Anna tells Morozov that the permafrost keeps the mold colony from spreading, so it needs warm-bodied hosts. Morozov reveals that he cannot call for rescue; determined to procure a biological weapon for the state, he elects to bring the worsening Mikheev to the surface. Egorov frantically radios that he is under attack, so the three remaining soldiers attempt a rescue against his warnings. Only two return, encountering something "big" and unaffected by gunfire; the third, missing an arm and pursued by an unseen entity, cuts his own throat. Mikheev and the last two men stay behind to delay the attacker while Nikolay rigs the elevator to descend.

The four survivors find Sahara frozen, discovering an entire wall covered in the missing infected scientists melted together, but killed by the cold. Grigoriev has taken the key out into the boiling-hot exterior and sabotaged the heat suits; Morozov volunteers to retrieve it, but does not return. Anna recovers the key from his body, witnessing the heart of the outbreak: a colossal, glowing fungal super-colony. Peter then takes the key at gunpoint and wounds Nikolay, wanting fame for officially discovering the mold. Reaching Resort, they are attacked by a large organism made up of fused bodies that absorbs Peter. Anna chills herself in a freezer to stealthily obtain the key and escape with Nikolay, only to discover a mutated Mikheev melted into the elevator floor. He begs Anna not to let the infection out, but Nikolay, intent on escaping, fights her for the controls. Mikheev partially frees himself and fatally stabs Nikolay to save Anna: she tells him she is Yugoslavian and kisses him. Now infected, she drops the elevator, but is dragged away by a hazmat team before it plummets.
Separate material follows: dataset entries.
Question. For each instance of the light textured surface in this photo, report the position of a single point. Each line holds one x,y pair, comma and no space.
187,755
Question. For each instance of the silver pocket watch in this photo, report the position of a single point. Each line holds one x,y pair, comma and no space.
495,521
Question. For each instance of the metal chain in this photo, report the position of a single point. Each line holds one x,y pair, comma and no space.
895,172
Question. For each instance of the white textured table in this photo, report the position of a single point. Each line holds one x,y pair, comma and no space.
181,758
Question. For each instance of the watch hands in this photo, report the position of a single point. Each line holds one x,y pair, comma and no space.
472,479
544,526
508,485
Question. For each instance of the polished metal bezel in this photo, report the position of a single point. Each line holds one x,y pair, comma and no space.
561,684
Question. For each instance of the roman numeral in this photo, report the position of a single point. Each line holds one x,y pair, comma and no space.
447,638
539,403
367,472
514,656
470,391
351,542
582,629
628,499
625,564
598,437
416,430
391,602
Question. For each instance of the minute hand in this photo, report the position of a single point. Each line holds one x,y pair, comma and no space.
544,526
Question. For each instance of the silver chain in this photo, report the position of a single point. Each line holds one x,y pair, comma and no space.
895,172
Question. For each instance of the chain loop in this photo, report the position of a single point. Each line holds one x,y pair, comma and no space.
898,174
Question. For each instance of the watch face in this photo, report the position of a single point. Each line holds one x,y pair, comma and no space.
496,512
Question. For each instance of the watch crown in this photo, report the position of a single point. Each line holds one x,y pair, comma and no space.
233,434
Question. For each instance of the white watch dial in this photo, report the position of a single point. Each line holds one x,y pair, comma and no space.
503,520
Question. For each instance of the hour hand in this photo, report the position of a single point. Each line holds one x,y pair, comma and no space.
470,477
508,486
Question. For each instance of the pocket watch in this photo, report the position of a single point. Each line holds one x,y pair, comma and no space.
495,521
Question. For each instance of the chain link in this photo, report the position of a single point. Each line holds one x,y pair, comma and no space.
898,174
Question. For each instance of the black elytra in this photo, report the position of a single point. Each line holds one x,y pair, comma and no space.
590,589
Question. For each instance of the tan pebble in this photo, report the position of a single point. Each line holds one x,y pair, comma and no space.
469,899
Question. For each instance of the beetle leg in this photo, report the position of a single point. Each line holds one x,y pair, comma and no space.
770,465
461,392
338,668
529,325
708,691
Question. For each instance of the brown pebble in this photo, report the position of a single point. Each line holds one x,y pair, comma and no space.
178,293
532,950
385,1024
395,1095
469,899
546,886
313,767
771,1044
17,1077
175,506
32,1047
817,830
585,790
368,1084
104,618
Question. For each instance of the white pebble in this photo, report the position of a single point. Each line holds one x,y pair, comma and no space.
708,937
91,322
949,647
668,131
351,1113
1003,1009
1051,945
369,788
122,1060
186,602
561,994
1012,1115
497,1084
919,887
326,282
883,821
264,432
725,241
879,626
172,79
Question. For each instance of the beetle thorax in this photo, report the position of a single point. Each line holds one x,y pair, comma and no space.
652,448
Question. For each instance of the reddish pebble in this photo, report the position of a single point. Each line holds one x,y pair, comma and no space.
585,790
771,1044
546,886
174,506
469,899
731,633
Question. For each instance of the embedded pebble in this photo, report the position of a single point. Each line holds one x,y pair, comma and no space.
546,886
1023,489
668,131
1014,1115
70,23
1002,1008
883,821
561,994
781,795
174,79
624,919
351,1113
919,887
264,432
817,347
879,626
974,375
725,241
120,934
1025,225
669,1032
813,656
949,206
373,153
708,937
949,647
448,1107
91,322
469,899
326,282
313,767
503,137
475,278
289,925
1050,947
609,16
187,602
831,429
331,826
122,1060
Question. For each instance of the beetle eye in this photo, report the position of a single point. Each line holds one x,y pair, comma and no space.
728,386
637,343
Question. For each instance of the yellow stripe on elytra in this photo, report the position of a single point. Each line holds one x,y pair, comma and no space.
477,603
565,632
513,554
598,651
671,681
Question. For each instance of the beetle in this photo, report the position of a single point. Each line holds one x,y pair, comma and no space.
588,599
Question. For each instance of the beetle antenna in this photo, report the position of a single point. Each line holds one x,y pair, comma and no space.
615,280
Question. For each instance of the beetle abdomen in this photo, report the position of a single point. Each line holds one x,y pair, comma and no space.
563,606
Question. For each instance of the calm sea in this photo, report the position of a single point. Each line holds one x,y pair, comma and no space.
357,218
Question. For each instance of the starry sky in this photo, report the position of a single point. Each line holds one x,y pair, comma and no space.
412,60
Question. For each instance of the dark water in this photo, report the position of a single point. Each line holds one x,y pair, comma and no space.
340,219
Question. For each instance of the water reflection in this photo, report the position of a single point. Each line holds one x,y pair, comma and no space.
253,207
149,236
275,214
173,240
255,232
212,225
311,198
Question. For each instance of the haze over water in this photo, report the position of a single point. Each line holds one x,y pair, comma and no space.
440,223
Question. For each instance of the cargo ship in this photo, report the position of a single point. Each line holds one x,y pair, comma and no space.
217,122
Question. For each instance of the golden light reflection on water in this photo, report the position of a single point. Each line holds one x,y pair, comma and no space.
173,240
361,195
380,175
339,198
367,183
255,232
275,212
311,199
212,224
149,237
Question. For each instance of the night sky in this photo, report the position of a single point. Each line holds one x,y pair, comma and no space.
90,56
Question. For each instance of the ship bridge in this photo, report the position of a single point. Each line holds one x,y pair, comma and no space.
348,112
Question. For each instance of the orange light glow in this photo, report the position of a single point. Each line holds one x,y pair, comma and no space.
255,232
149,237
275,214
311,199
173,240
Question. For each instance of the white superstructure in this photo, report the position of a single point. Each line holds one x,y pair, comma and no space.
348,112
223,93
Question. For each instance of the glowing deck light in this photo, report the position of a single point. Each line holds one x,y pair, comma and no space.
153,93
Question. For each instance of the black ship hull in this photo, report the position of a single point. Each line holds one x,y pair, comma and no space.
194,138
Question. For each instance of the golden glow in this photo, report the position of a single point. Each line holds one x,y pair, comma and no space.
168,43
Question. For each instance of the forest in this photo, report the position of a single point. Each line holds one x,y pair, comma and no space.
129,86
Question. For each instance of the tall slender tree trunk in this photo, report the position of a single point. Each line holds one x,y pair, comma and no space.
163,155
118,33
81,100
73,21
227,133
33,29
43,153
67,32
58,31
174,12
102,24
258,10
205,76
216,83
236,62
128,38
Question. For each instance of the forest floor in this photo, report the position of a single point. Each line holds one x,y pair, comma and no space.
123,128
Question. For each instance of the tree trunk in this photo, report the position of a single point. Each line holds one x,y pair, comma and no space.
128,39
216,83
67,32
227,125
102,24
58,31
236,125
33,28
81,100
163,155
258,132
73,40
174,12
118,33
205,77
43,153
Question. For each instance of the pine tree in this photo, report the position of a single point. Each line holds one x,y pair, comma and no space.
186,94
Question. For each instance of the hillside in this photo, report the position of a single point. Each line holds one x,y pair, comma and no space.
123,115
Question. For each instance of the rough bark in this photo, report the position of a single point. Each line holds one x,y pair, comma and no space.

Once outside in the cold, Anna steals a grenade to kill herself and the mold. As a soldier sneaks behind her with a sedative, the screen cuts to black as she primes the grenade.

== Cast ==

Other members of Mikheev's unit include Ilya Ilinykh as an unnamed Sergeant, Vladimir Kolida as a radio operator, and Evgeniy Tscherkashin as a sniper.

==Reception==
===Critical response===
The Superdeep has an approval rating of 29% on review aggregator website Rotten Tomatoes, based on 14 reviews, and an average rating of 4.1/10.